Hi David,
Thanks for taking the time to review.
On Mon, Mar 03, 2025 at 10:17:12AM +0100, David Hildenbrand wrote:
On 28.02.25 19:24, Mikołaj Lenczewski wrote:
If we support bbml2 without conflict aborts, we can avoid the final
flush and have hardware manage the tlb entries for us. Avoiding flushes
is a win.
Signed-off-by: Mikołaj Lenczewski <miko.lenczewski@xxxxxxx>
Reviewed-by: Ryan Roberts <ryan.roberts@xxxxxxx>
---
arch/arm64/mm/contpte.c | 3 ---
1 file changed, 3 deletions(-)
diff --git a/arch/arm64/mm/contpte.c b/arch/arm64/mm/contpte.c
index 145530f706a9..77ed03b30b72 100644
--- a/arch/arm64/mm/contpte.c
+++ b/arch/arm64/mm/contpte.c
@@ -72,9 +72,6 @@ static void contpte_convert(struct mm_struct *mm, unsigned long addr,
__flush_tlb_range(&vma, start_addr, addr, PAGE_SIZE, true, 3);
__set_ptes(mm, start_addr, start_ptep, pte, CONT_PTES);
-
- if (system_supports_bbml2_noabort())
- __flush_tlb_range(&vma, start_addr, addr, PAGE_SIZE, true, 3);
}
void __contpte_try_fold(struct mm_struct *mm, unsigned long addr,
What's the point of not squashing this into #2? :)

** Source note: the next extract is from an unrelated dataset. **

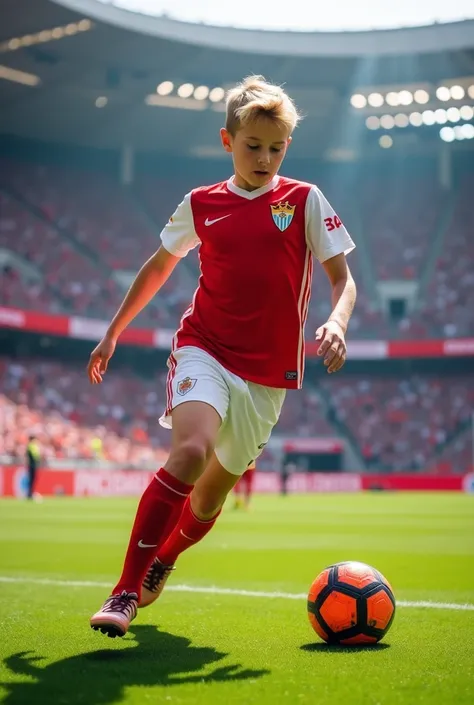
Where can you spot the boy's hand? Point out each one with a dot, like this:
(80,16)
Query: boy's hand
(99,359)
(332,345)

If this split was requested during earlier review, at least seeing patch #2
on its own confused me.
This split is a holdover from an earlier patchset, where it was still
unknown whether the removal of the second flush was permitted with
BBML2. Partly this was due to us being worried about conflict aborts
after the removal, and partly this was because the "delay" is a separate
optimisation that we could apply even if it turned out the final patch
was not architecturally sound.
Now that we do not handle conflict aborts (preferring only systems that
handle BBML2 without ever raising aborts), the first issue is not a
problem. The reasoning behind the second patch is also a little bit
outdated, but I can see the logical split between a tlbi reorder, and
the removal of the tlbi. If this is truly redundant though, I would be
happy to squash the two into a single patch.